Desde o verão de 2018 tem se sucedido manifestações, menores que as atuais, em cidades do sul do Iraque, de população majoritariamente xiita. A novidade é que um dos principais alvos de suas insatisfações é o Irã (persa e xiita), a quem acusam de excessiva intervenção, escudada em pretextos religiosos. Em cidades como Basra, Najaf e Karbala ouviram-se slogans anti-iranianos, enquanto edifícios governamentais e sedes dos partidos pró-Irã eram queimados. Os jovens rasgaram e queimaram fotos do aiatolá Ruhollah Khomeini, o líder religioso da Revolução Iraniana, em 1979, e do aiatolá Ali Khamenei, atual presidente do Irã.
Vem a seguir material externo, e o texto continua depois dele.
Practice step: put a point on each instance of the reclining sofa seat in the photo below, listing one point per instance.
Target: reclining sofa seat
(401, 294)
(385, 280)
O atual presidente do Irã, o aiatolá Ali Khamenei, ao lado da foto do aiatolá Khomeini, a referência máxima do poder teocrático que rege o país
De 2018 a 2019. No 25 de outubro, em Karbala, os manifestantes voltaram a entoar palavras de ordem contra o Irã. Dias depois, em 3 de novembro, o consulado do Irã na cidade foi invadido e incendiado e uma bandeira iraquiana substituiu a iraniana. Em todos os eventos, desse ano e do anterior, a agitação foi contida por agentes de segurança do Iraque e, principalmente, ao que parece, por forças financiadas por Teerã, como a milícia Quds e o Hezbollah, partido-milícia libanês, que são responsabilizados pela morte de dezenas de pessoas e milhares de feridos.
O apoio do Irã às milícias e partidos xiitas no Iraque desde 2003 aumentou seu peso político no destino dos iraquianos. Por isso, grande parte da população iraquiana responsabiliza Teerã pela corrupção e incompetência dos sucessivos governos instalados em Bagdá. Para muita gente, o governo vizinho se vale da confusão para pilhar as riquezas do seu país. Analistas árabes acusam o Irã de usar a mesma estratégia no Líbano e Síria: a pretexto de proteger os xiitas, Teerã interfere na política desses países para aumentar seu raio de influência e drenar recursos econômicos que ajudam a superar as dificuldades impostas pelas sanções americanas.
Como toda história sempre tem dois lados, não podemos esquecer que Iraque e Irã travaram uma longa guerra, entre 1980 e 1988, na qual se mesclavam nacionalismo e Guerra Fria – e que essa velha rivalidade pode estar ressurgindo em meio ao caos.
O chefe da comissão de direitos humanos do parlamento iraquiano disse à rede Al Jazeera que, desde 1º de outubro, 319 pessoas morreram e mais de 15 mil foram feridas, incluindo agentes de segurança. A Missão de Assistência das Nações Unidas para o Iraque (UNAMI) tem denunciado o uso de armas letais por parte das forças de segurança e a prisão irregular de manifestantes, muitos dos quais desapareceram. Para a UNAMI, é fundamental que sejam abertas investigações sobre o sequestro de ativistas e médicos e feita a “divulgação dos nomes dos responsáveis” por esses atos.
Relatório da Human Rights Watch (HRW) afirma que as forças de segurança tem disparado gás lacrimogênio e munição letal contra médicos, enfermeiros e motoristas de ambulância como punição por tratarem os manifestantes. “Os médicos se tornaram mais uma vítima da repressão excessiva do Estado. Esses ataques demonstram total desconsideração pela exigência de que certos trabalhadores relacionados à saúde possam desempenhar sua atividade vital”, disse Sarah Leah Whitson, diretora da HRW.